Vier Wochen liegt Alexandra im Koma. Dann wacht sie erstmals auf. Erinnern kann sie sich daran nicht. „Mehr als ein komplettes Jahr ist wie von der Festplatte gelöscht“, sagt sie, „das Letzte, was mir noch im Kopf ist, ist mein 18. Geburtstag.“ Den hatte sie mehr als zwölf Monate vor dem Unfall gefeiert.

Erst nach und nach beginnt das Gehirn wieder, Eindrücke abzuspeichern. „Ich weiß noch, wie ich mich gefragt habe, warum ich im Urlaub bin und mein Vater nicht bei mir ist“, sagt Alexandra. „Das war in der Reha-Klinik in Hattingen. Ich dachte ernsthaft, ich würde dort Ferien machen.“

Sprechen lernen

Was ihr durch den Kopf geht, kann sie nicht in Worte fassen. Sprechen muss sie erst wieder mühsam lernen. Die Motorik funktioniert nicht. An Laufen ist nicht zu denken. „Ich habe das nicht eingesehen, musste im Bett und im Rollstuhl fixiert werden“, sagt Alexandra Biederbeck.

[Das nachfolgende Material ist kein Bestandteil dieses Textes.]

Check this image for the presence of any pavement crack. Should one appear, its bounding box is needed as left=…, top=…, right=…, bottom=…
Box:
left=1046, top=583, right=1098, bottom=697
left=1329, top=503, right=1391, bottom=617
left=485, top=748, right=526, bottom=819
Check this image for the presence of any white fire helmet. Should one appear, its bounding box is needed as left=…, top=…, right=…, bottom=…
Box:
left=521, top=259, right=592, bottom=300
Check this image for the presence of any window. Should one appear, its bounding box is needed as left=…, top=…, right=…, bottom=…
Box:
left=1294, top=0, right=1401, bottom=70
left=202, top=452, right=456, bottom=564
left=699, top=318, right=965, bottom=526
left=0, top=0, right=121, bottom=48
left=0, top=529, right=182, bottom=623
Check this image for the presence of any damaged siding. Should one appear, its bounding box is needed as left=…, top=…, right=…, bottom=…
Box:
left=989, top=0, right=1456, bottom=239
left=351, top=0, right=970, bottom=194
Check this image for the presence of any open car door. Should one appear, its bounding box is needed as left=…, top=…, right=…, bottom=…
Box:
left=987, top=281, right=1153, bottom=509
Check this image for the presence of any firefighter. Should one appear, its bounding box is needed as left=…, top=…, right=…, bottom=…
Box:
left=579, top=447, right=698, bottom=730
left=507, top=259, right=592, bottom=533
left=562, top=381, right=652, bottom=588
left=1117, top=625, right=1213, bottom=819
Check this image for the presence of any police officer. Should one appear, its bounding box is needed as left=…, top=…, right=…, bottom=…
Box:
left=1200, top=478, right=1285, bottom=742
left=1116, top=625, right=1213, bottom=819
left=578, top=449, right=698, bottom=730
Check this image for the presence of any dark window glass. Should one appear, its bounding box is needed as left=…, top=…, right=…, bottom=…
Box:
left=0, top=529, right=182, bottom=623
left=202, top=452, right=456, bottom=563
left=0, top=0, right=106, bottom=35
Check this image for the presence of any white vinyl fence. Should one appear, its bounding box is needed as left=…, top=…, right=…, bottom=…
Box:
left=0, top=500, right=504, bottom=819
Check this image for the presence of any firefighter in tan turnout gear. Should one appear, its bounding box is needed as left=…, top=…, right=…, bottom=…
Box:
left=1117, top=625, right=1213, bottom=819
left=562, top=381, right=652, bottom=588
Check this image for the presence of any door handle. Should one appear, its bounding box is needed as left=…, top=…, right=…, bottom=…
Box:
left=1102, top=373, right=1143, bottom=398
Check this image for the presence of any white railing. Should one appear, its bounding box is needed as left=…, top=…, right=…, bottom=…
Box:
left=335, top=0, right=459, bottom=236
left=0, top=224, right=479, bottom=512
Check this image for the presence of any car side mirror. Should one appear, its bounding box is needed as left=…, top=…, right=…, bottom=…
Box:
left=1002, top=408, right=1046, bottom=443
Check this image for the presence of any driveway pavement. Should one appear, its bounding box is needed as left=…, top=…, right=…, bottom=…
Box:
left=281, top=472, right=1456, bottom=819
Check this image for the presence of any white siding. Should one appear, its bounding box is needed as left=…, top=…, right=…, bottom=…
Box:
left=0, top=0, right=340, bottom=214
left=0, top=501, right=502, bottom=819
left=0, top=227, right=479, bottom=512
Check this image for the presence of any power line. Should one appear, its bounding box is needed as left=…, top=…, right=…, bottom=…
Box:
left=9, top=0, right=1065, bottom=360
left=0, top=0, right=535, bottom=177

Siebenmal muss sie operiert werden. „Aber ich bin zäh“, sagt sie über sich selbst. „Ich habe in dieser Zeit viel gekämpft.“

Alexandra ist zurück im Leben, doch Folgen des schweren Unfalls bleiben: Die junge Frau, die sich als Dachdeckerin im zweiten Lehrjahr befand, wird nie wieder auf einem Dach arbeiten können. „Das ist das Schlimmste für mich“, sagt sie, „Dachdecker war mein absoluter Traumberuf.“

Träume bleiben

Momentan arbeitet sie in der Werkstatt des Caritasverbandes in Wehringhausen und poliert Autos. „Die Arbeit macht mir Spaß.“

Und Träume bleiben: Der von einer Karriere als Schauspielerin zum Beispiel. Oder der von einer Ausbildung zur Erzieherin: „Ich mag Kinder“, sagt sie. „In einem Kindergarten zu arbeiten – das wäre mein Ding.“

Das ist einer ihrer Wünsche für das neue Jahr.